Consumer Sentiment Chart, as of April
Source: Reuters and Conference Board
A small dip from either consumer confidence measure wouldn't alter the bigger uptrend from either, though a small (or large) uptick would obviously be preferable.
Stock Market Index Analysis
Finally! After more than two months of little more than sideways movement, the S&P 500 (SPX) (NYSEARCA:SPY) finally closed above a major line in the sand at 1885 and 1897. The bad news is, Friday's close right at 1900 was suspiciously right in line with a big round number… and levels ending in big round numbers tend to act as key reversal points. And, given just how reversal prone stocks have been since March anyway, it wouldn't be surprising to see the market turn tail and pull back here just when it looks like the S&P 500 had wiggled its way out of a rut.
S&P 500 & VIX - Daily Chart
All charts created with TradeStation.
On the other hand, we'll concede that this particular breakout effort has an advantage the other prior two surges didn't... it's starting the effort with lots of support at the 20-day (BLUE) and the 50-day (purple) moving average lines, and it's starting the effort without the disadvantage of being overbought.
It's not all sunshine and roses for the market here, however - there are still some problems we could encounter soon. One of those potential pitfalls is an amazingly-low CBOE Volatility Index (VIX) (NYSEARCA:VXX). The other problem with the rally to date is that it's unfurled on very low volume. That being said, while the weak volume suggests the rally is running on borrowed time, it's possible for the market to inch higher while the VIX remains at very suppressed levels. It's just usually not a very strong rally, and is often characterized by choppy, inefficient action from one day to the next.
The weekly chart of the S&P 500 offers a little more perspective on the whole shebang, though doesn't actually tell us anything new. It's in this timeframe we can see just how low the VIX is here, though again, the market can keep the VIX at low levels for weeks on end while rallying - tepidly - the whole time.
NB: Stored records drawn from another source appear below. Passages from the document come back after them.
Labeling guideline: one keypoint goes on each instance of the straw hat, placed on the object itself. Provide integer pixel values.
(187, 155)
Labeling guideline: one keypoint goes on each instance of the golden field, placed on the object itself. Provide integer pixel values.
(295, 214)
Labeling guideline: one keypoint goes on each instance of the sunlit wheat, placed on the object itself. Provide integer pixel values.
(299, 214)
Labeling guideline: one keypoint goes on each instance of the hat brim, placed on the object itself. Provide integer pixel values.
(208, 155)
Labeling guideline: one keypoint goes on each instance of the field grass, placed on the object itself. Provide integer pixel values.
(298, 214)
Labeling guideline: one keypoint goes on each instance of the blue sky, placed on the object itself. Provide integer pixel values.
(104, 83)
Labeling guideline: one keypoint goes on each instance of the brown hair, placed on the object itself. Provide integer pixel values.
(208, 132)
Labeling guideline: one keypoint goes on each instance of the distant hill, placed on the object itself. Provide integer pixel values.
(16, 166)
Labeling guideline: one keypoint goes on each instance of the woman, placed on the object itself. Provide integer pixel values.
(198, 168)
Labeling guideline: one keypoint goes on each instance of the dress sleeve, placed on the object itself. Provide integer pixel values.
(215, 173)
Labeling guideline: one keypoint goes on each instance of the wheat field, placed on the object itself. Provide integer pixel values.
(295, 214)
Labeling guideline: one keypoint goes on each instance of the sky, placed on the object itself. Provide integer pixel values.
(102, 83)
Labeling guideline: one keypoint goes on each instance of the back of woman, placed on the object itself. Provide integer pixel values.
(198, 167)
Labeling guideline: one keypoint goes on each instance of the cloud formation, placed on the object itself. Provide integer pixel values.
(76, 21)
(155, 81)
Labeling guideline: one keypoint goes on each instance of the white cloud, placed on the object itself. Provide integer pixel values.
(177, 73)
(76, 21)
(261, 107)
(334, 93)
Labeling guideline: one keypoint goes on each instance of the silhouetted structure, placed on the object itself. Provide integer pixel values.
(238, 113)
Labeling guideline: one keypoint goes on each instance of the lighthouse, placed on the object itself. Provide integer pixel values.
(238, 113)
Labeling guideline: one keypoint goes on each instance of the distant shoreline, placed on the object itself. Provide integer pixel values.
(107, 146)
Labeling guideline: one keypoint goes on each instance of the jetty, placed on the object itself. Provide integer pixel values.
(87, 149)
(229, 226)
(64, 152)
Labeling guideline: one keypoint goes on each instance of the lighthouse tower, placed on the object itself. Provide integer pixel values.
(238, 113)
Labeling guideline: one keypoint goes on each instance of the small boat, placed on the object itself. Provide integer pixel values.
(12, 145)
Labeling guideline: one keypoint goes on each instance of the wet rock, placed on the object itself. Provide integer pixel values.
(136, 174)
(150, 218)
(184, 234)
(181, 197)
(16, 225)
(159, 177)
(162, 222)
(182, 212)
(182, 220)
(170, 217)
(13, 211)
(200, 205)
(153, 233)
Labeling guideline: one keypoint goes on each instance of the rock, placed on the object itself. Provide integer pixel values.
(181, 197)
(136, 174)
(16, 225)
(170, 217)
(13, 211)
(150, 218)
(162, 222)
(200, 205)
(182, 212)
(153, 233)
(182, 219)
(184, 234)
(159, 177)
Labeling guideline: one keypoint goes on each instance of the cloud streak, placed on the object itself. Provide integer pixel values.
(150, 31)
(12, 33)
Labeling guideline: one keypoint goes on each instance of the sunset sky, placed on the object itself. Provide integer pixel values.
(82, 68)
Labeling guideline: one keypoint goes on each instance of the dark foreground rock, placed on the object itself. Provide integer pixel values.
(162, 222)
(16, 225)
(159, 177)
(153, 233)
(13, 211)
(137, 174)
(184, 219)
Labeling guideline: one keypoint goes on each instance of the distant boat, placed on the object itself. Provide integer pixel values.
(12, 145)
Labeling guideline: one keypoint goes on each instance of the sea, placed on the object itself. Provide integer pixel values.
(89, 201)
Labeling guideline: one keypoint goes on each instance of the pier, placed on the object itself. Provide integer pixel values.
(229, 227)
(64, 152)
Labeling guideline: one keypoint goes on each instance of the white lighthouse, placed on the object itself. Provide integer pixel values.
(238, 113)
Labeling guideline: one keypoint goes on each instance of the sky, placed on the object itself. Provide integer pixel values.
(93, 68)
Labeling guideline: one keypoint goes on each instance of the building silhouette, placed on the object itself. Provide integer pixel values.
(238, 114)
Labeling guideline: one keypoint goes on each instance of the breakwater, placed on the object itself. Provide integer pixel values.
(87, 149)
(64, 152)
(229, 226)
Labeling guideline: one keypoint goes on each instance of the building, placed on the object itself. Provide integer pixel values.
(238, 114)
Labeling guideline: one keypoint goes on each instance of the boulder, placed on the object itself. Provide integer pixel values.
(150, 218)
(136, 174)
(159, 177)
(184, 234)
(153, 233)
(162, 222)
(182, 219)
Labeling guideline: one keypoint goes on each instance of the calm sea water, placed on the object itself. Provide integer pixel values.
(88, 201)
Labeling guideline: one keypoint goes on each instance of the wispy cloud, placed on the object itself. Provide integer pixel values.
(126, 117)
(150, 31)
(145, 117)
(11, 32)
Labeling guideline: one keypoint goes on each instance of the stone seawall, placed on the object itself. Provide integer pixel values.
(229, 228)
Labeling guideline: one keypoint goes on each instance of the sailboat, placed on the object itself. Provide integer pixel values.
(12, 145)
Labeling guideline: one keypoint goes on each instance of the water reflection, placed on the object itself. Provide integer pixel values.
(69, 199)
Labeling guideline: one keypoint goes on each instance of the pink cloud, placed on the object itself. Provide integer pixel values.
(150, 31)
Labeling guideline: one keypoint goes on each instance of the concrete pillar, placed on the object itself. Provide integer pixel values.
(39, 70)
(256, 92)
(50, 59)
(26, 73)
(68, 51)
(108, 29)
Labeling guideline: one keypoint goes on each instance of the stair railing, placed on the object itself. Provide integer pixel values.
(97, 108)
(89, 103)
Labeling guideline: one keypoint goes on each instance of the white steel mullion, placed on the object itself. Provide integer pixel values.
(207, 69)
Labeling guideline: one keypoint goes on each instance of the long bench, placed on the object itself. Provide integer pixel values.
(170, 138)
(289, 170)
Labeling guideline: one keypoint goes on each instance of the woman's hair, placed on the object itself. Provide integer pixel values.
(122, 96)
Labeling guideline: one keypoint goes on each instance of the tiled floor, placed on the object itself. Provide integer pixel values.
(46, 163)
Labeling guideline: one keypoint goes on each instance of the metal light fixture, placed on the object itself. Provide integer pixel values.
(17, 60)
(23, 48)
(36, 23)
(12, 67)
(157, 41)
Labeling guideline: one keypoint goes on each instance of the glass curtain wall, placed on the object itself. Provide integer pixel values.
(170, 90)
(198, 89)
S&P 500 & VIX - Weekly Chart
That said, although subtle, there's a red flag waving on the weekly chart of the S&P 500. See the rising, dashed support line and the 100-day (gray) moving average line? If you look closely, the 100-day line has fallen below that straight-line support, telling us the bigger-picture momentum has been deteriorating for a while. That may or may not be a problem yet. If last week's renewed bullishness (the S&P 500 gained 1.15% last week, which was the best gain in five weeks) is for real, then the recent lull is a buying opportunity into a longer-term uptrend. If the rally peters out before it even gets going, however, it wouldn't take much of a pullback for the market to move below the point of no return. In our estimate, a tumble under 1850 could jump-start a pullback that wouldn't see the bulls put up much of a fight to halt it.
Almost needless to say, this week is a pivotal week for stocks and the broad market (NYSEARCA:DIA) (NYSEARCA:IWM) (NASDAQ:QQQ). The bulls already took a very good shot, and may well have jolted the market back into an uptrend.
That being said, even a small dip back to the support levels around 1885 and then a renewal of the rally would be the ideal thing to happen for the bulls here. If the rally should bolt right out of the gate on Tuesday, it may simply be an invitation for a big wave of profit-taking that could pull the S&P 500 back under the critical 1850 level . It's all about the pacing and balance as we transition from spring to summer, when volume is thin and disinterest is high. For what it's worth though, right now, the market is still mostly range-bound.
Disclosure: I have no positions in any stocks mentioned, and no plans to initiate any positions within the next 72 hours. I wrote this article myself, and it expresses my own opinions. I am not receiving compensation for it. I have no business relationship with any company whose stock is mentioned in this article.